Der aus Michigan stammende Ben Schneider hat sein musikalisches Projekt Lord Huron nach dem Lake Huron in seiner Heimat benannt, dem See, an dessen Ufer alles begann. Die Jahre zuvor hatte Schneider in erster Linie seine Karriere als bildender Künstler vorangetrieben, lebte in Frankreich, New York und Los Angeles. Doch die Musik war sein treuer Begleiter, immer war sie dabei, irgendwo im Hinterkopf – und so entstanden die ersten Songideen, aus denen an eben jenem Lake Huron Lord Hurons erste EP entstand, die vor zwei Jahren erschien. Seitdem war Ben Schneider Dauergespräch in der Bloggerszene, das Warten auf ein Debütalbum begann. Eine weitere EP erschien und damit stieg auch die Erwartungshaltung an das erste Album weiter.
Nun ist es da, das Album, und es hat alle Erwartungen erfüllt. Mit Leichtigkeit. „Lonesome Dreams“ ist eine große Reise, ein Gesamtkunstwerk, das nach Fremde und Heimat zugleich klingt, das so viele Assoziationen hervorruft, die einen beim Hören schon fast überfordern, weil man das alles irgendwie nicht unter einen Hut gebracht kriegt und bei jedem erneuten Versuch der Kategorisierung versagt.

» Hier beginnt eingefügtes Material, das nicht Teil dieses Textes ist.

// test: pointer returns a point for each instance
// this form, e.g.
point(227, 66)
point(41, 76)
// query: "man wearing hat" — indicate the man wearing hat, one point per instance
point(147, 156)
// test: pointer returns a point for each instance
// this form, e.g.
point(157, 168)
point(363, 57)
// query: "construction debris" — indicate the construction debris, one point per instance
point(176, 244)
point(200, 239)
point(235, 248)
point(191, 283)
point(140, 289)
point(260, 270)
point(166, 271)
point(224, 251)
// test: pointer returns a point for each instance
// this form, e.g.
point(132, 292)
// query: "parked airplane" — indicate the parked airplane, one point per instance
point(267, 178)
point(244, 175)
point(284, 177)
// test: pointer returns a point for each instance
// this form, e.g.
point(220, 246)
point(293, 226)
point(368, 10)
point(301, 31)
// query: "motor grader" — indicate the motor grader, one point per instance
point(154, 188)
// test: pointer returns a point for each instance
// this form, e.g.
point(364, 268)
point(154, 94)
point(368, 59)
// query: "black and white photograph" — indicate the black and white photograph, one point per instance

Irgendwann kommt dann der Moment, in dem man den Kopf abschaltet und sich einfach mitnehmen lässt von dieser Musik. „Oh there’s a river that winds on forever / I’m gonna see where it leads“, sind die ersten Worte von „Lonesome Dreams“ und beinhalten zugleich auch den Ratschlag, wie man mit diesem Album am besten umzugehen hat. Wenn man sich einfach von seiner Neugier leiten lässt und das Album als eine Art Entdeckungsreise sieht, kriegt man wohl den besten Zugang. Nur selten bekommt man Musik zu hören, die so unglaublich bildhaft ist wie die von Lord Huron. Ob es mit Schneiders Künstlerdasein zu tun hat, dass er ein ganz besonderes Gespür dafür hat, wie man Melodien, Klänge und Rhythmen verbindet, aus deren Kombination etwas so viel Größeres entsteht, das so viele Sinne zugleich anspricht?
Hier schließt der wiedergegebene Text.